One can quickly see that a welfare state is not the answer to the problem: increasing welfare spending means more money printing and more currency devaluation, further spreading poverty and further deepening it. Equally, though the merits or misguidedness of redistributing wealth from the rich to the poor, through taxation, is beyond the scope of this discussion, it is not difficult to see that this is, at best, a bandaid, which does nothing to address the roots of the problem.
Poor monetary policy is not the only problem when money is controlled by a central authority. A people’s freedom is inextricably linked to their economic freedom: you cannot travel, buy food, or organise a political protest, without money. Money can thus be weaponised by those who control it. This is a reality for billions of people across the globe living under authoritarian regimes, where expressing the wrong views can see your bank account (if you even have one) frozen overnight. And today’s liberal democracies are far from immune to this abuse of power: In early 2022, Canada’s Freedom Convoy, a political protest against COVID mandates, was shut down by freezing participants’ bank accounts. The government also leant on the crowdfunding platform, GoFundMe, which froze millions of dollars of donations to the campaign. The mainstream media told a story of violence, and of a movement populated by white supremacists. People on the ground, reporting through social media platforms, shared an atmosphere of good spirits, solidarity and peaceful demonstration.

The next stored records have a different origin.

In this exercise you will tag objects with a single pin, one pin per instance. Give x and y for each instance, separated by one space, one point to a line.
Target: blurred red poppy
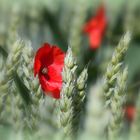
130 113
95 28
48 65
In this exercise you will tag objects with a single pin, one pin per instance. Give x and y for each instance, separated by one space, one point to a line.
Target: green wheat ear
115 85
135 129
114 67
65 104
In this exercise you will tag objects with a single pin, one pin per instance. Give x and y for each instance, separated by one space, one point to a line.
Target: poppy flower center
44 70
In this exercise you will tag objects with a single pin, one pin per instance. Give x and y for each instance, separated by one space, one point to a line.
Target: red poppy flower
130 113
95 28
48 65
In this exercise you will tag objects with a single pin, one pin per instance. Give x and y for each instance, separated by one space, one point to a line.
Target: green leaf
3 52
23 90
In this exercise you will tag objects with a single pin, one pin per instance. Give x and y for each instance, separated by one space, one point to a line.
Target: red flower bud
48 65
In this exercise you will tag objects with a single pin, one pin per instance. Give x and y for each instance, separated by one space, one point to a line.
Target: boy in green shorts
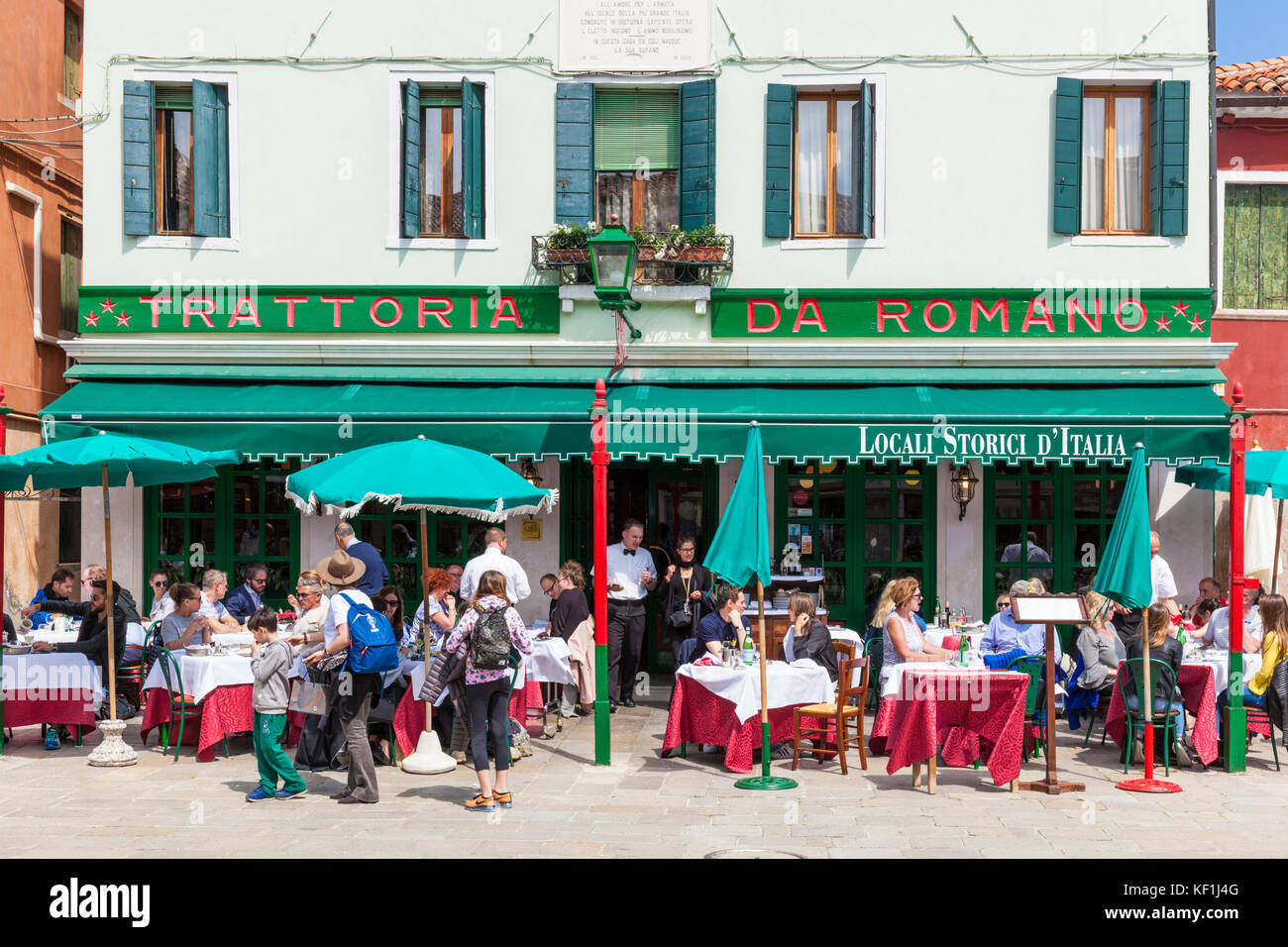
269 664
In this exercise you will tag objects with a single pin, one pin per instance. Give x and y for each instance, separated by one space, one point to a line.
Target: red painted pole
1235 718
599 547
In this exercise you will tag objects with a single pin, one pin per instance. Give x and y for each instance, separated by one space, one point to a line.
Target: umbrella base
1149 787
765 783
1052 789
112 751
429 758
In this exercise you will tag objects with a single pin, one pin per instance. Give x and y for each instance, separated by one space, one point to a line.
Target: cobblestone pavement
643 805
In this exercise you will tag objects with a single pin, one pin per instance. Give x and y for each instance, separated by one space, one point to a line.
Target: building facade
900 258
40 244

Across the ocean, China is writing the story of where this slippery slope ends. It is one of the first nations in the world to begin implementing a central bank digital currency, or CBDC. Ironically, CBDCs were inspired by Bitcoin. They are a fully digital and programmable money, with one key difference: they are issued and controlled by government. Though various implementations of this are possible, what the technology allows for is a direct link between central banks and digital wallet holders (i.e. you), eliminating the need for intermediaries such as commercial banks. Together with the phasing out of physical cash, all transactions in an economy can thus be tracked and frozen at will. Money can also be controlled in other ways: it can be programmed with an expiry date in order to boost consumer spending, or allowed to be spent only in whichever sector of the economy the government currently wishes to prop up. And, of course, you can be prevented from spending it with any individual or organisation that has unpalatable political views.
The West is watching closely, and nations like the USA and the UK are already working on their own implementations, with UK prime minister Rishi Sunak recently extolling the economic possibilities opened up by his planned “Britcoin”. In the name of convenience, anti-money laundering, streamlining tax collection or distributing crisis relief funds to the population, we are all in danger of sleepwalking into a world where the notions of private property, privacy and financial autonomy have lost all meaning.